Il fenomeno nasce in Argentina durante la crisi che ha portato al “default”, la bancarotta dello Stato. Le “Empresas Recuperadas por sus Trabahadores” sono la reazione degli argentini alla crisi.
Quando nel 2002 la popolazione sotto la soglia di povertà supera il 50%, gli operai capiscono che rimanere senza lavoro può condannarli alla fame. Lottano, si oppongono alla chiusura della fabbrica, occupano e presidiano gli impianti, fondano cooperative che gestiscono le imprese su base assembleare e assegnano stipendi paritari. Continuano a produrre. In Argentina oggi le “fabbricas recuperadas” sono più di 250, danno lavoro a più di 12.000 persone e anno dopo
anno continuano ad aumentare (secondo l’Università di Buenos Aires nel 2004 erano 161 con 6.000 lavoratori, con un tasso di sopravvivenza elevatissimo, quasi del 90%). Inizialmente considerata una soluzione estemporanea, oggi le fabbriche recuperate rappresentano una esperienza consolidata.
Nella sua trasmissione, Gad Lerner ha presentato alcuni casi italiani: un quotidiano bresciano, una fonderia e una azienda siderurgica padovana. “Paghiamo per lavorare, ma intanto lavoriamo” è lo slogan della gente che non vuole rassegnarsi alla crisi e che non vuole stare a casa a farsi mantenere dallo Stato. Hanno investito 14.000 Euro ciascuno e accettano di guadagnare il 50% di ciò che percepivano ieri; pur di non abbandonare i loro impianti. Sono i lavoratori delle nostre prime “fabbricas recuperadas”.
A questo punto il mio commento: “Draghi: la situazione è gravissima”; il titolo della trasmissione è azzeccato. Sì, perché si tratta di generose iniziative, di lavoratori disperati.

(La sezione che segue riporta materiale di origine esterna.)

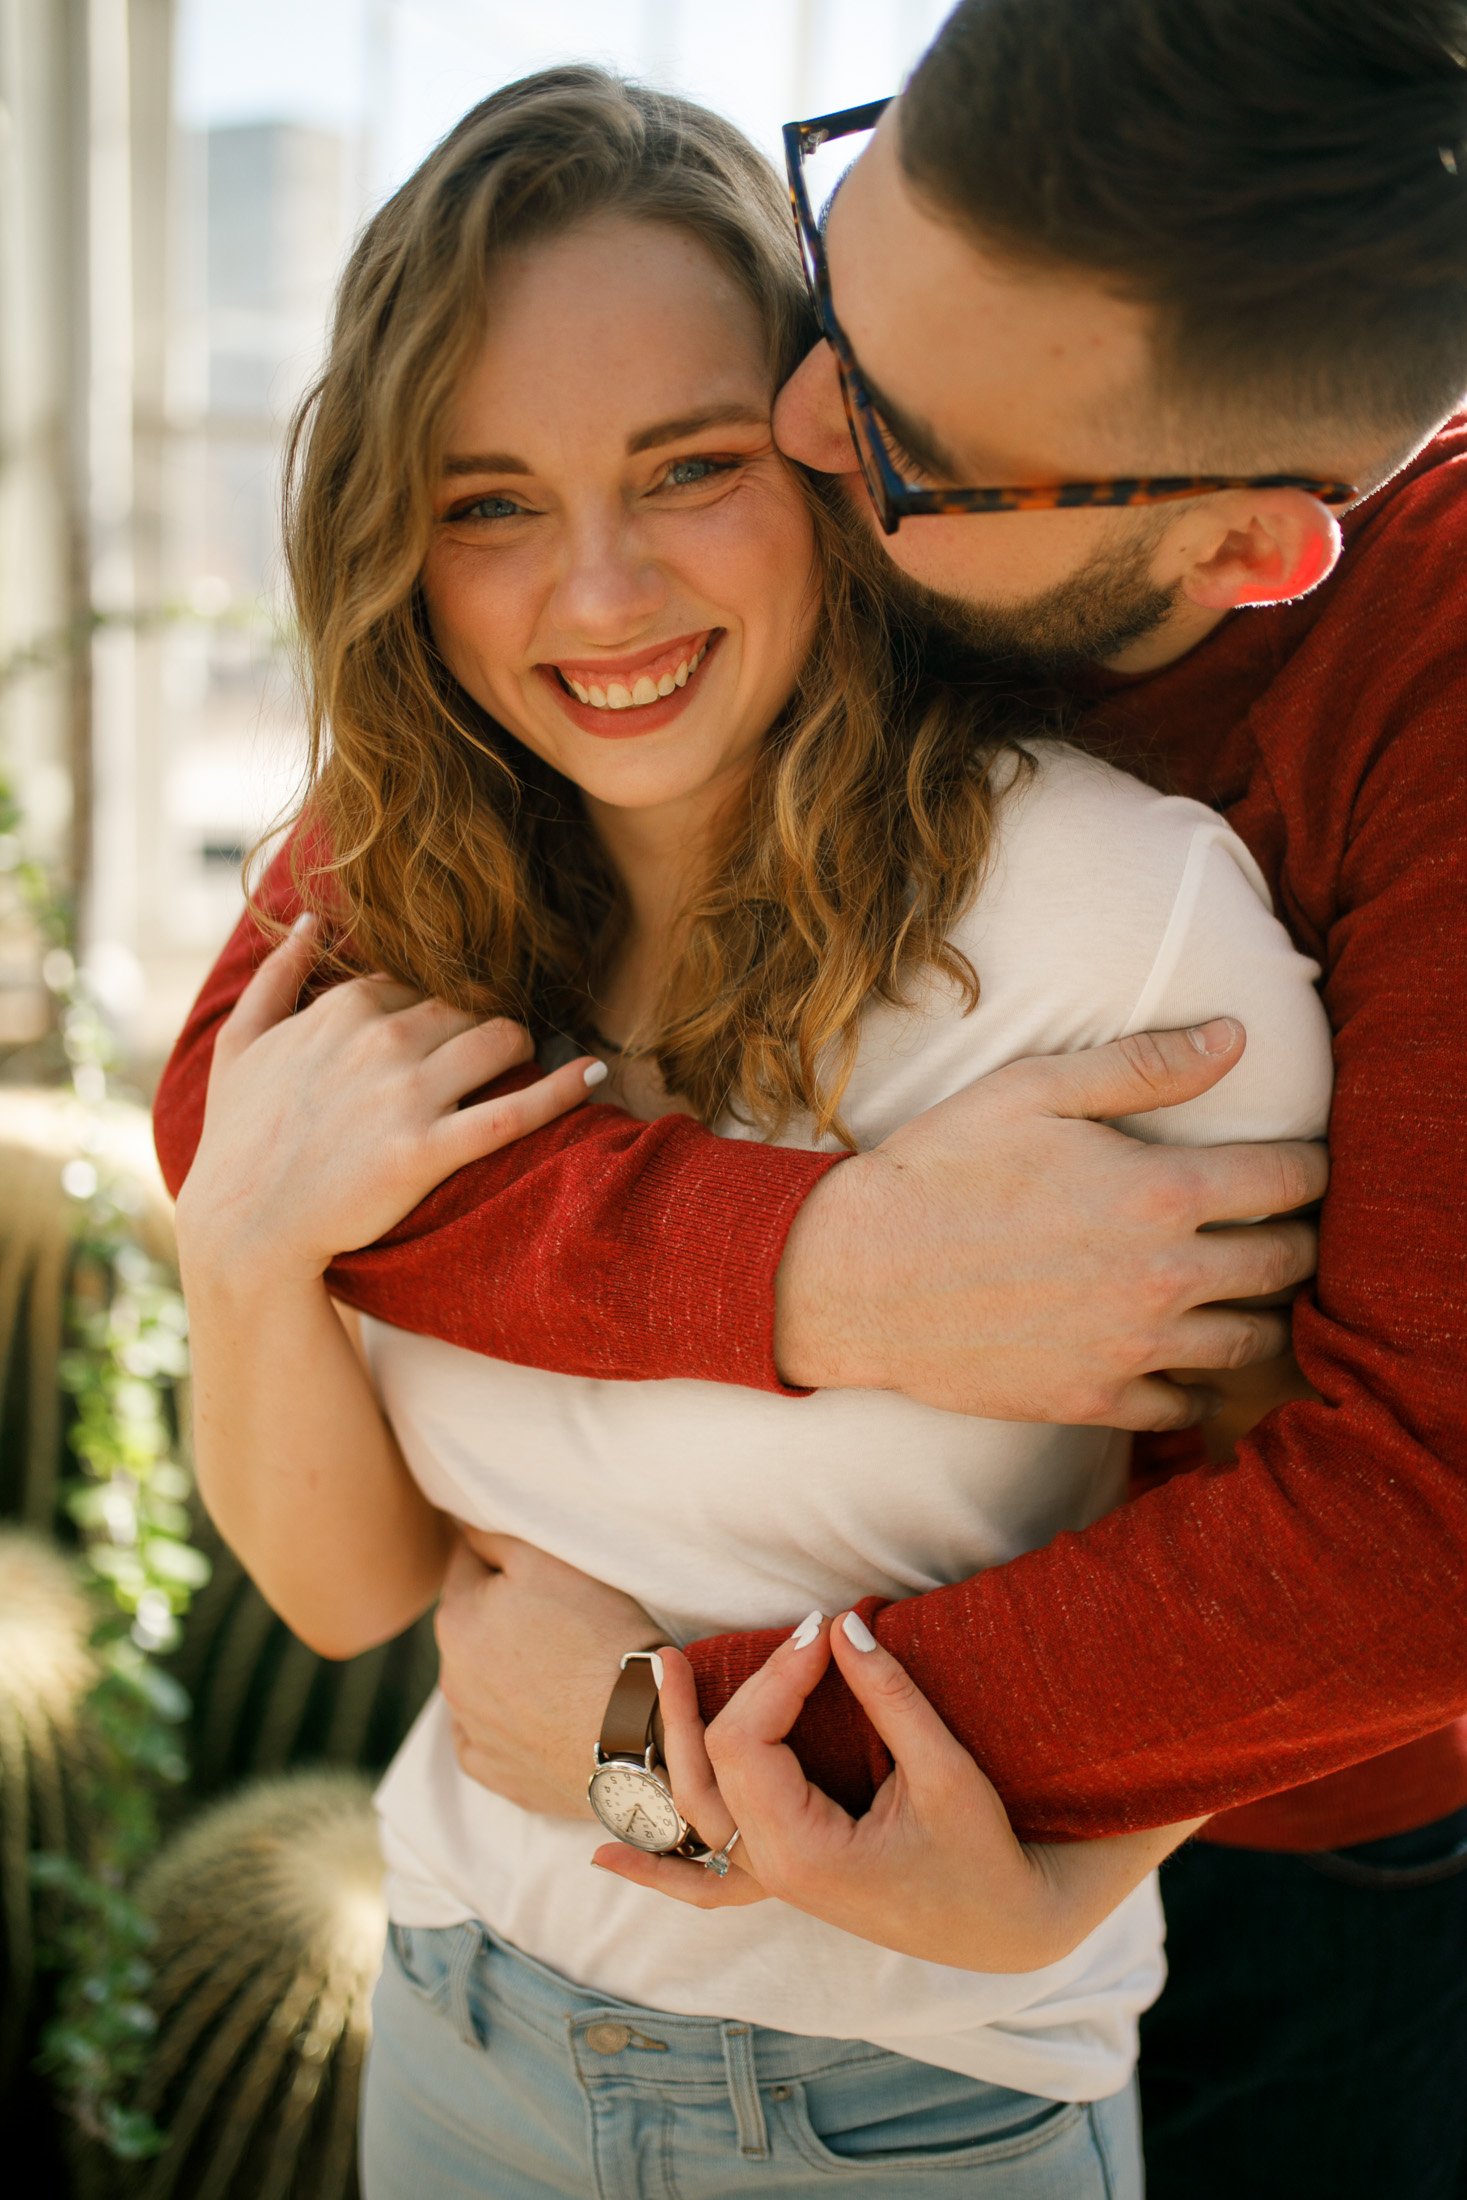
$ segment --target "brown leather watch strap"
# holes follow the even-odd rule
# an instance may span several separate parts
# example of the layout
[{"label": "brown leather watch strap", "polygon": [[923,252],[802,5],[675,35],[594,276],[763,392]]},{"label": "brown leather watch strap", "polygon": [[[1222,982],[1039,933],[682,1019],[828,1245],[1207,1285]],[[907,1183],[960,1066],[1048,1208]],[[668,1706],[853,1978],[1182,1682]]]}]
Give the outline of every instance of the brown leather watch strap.
[{"label": "brown leather watch strap", "polygon": [[601,1722],[603,1757],[645,1757],[651,1744],[662,1755],[662,1712],[657,1678],[648,1658],[628,1658]]}]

Non conosco le aziende nello specifico, né la loro storia. Propongo, però, due problemi di carattere generale. Ed una proposta per una loro soluzione. Che in trasmissione non ho sentito da nessuno (in realtà, la prima, è stata giustamente introdotta dal signor Troccoli).
Il primo problema. E’ evidente che un’operazione di questo tipo possa essere percorribile per aziende di piccole dimensioni, meglio se radicate nel territorio, vicine alla circostante società civile, sfruttando le relazioni con la sua comunità. Ma come la mettiamo con le grandi imprese?

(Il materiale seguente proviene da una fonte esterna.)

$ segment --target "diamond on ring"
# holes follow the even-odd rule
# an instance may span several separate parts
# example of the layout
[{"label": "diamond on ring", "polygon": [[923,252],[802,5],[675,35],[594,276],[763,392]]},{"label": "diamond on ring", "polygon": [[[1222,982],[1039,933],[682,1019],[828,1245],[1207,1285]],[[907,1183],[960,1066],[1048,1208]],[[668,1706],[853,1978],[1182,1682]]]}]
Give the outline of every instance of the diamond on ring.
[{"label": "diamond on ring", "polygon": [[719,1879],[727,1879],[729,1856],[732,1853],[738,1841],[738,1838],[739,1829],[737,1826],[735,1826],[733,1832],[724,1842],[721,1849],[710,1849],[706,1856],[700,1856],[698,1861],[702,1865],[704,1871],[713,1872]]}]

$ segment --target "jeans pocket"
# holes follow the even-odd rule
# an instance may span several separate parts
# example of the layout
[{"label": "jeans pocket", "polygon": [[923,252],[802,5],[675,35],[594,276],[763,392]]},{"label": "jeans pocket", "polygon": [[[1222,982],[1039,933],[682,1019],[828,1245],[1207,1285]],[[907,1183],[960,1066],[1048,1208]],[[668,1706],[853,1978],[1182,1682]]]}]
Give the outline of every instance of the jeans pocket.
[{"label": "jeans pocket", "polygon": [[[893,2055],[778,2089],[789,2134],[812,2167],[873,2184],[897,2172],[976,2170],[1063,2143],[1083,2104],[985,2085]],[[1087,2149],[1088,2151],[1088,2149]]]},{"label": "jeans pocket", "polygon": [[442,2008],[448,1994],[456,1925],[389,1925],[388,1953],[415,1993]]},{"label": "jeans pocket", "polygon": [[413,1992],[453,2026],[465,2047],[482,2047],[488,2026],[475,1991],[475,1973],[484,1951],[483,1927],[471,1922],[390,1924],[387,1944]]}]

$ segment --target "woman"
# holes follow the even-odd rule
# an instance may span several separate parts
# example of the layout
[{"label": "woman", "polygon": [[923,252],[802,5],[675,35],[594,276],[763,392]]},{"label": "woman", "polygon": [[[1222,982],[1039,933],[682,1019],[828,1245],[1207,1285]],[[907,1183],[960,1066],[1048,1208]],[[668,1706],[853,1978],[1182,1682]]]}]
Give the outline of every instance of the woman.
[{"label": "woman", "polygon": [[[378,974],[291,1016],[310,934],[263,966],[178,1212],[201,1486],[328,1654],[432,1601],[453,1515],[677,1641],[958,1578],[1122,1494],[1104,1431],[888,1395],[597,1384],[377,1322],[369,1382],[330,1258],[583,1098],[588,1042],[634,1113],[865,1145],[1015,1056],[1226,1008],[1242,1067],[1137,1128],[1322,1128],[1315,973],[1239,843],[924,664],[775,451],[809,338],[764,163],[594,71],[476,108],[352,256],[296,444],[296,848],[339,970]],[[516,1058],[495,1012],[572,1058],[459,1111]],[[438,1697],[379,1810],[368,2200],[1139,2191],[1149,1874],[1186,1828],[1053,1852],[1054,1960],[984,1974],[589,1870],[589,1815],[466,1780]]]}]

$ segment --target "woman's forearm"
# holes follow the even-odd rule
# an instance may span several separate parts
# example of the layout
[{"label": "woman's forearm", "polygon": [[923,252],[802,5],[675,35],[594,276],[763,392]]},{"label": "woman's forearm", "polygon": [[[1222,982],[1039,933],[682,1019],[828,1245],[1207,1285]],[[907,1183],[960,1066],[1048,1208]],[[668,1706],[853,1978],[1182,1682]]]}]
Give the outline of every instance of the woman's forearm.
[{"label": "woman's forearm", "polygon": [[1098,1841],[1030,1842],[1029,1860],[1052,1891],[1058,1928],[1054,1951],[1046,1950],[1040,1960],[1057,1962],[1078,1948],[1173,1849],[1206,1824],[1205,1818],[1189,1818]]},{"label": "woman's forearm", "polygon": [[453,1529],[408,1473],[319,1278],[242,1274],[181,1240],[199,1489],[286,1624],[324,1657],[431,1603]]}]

Per loro il discorso è diverso. Troveremo mai un lavoratore disposto a investire 100.000 Euro per mantenere la sua occupazione?
Il secondo problema. E’ necessario che i lavoratori si chiedano se stanno per rilevare imprese di cui il mercato ha già decretato la morte. Una morte strategica, prima ancora che finanziaria. Tali aziende potranno certamente andare ancora avanti; ma a quali condizioni? Se il prodotto che esce da quelle linee di produzione è “decotto”, l’impresa potrà sopravvivere ancora un po’ prorogando quella battaglia competitiva dalla quale non ne era uscita vincitrice. I lavoratori saranno costretti a lavorare sempre di più, ad essere sempre più produttivi, e ad accettare retribuzioni sempre più basse. Morirà definitivamente quando la mancanza di capitali non consentirà il rinnovo degli impianti per restare competitivi.
Dopo i due problemi la proposta. Occorre che i lavoratori acquisiscano capacità di valutazione e progettualità strategica. Per capire se stanno cercando di far sopravvivere “A dead walking enterprise”. Per capire come trasformare prodotti, mercati, organizzazione per costruire un rilancio stabile. Per capire come strutturare un progetto d’impresa capace di attrarre finanziatori di sviluppo. Generalizzando: il nostro sviluppo futuro non dipende certo dall’andamento degli spread, ma da una nuova generazione di imprenditori che sanno immaginare cieli nuovi ed una
nuova terra. Magari questa nuova generazione di imprenditori potrà essere costituita dai lavoratori stessi. Magari assistiti da sindacati che diventano intermediari e fornitori di conoscenze e modelli di valutazione e progettazione strategica.
Questa nostra proposta è il nostro contributo a tutte le persone che hanno già intrapreso questo cammino. A loro ed alle loro famiglie, vanno, al di là di tutto, la nostra ammirazione e i nostri più sinceri auguri. Di cuore.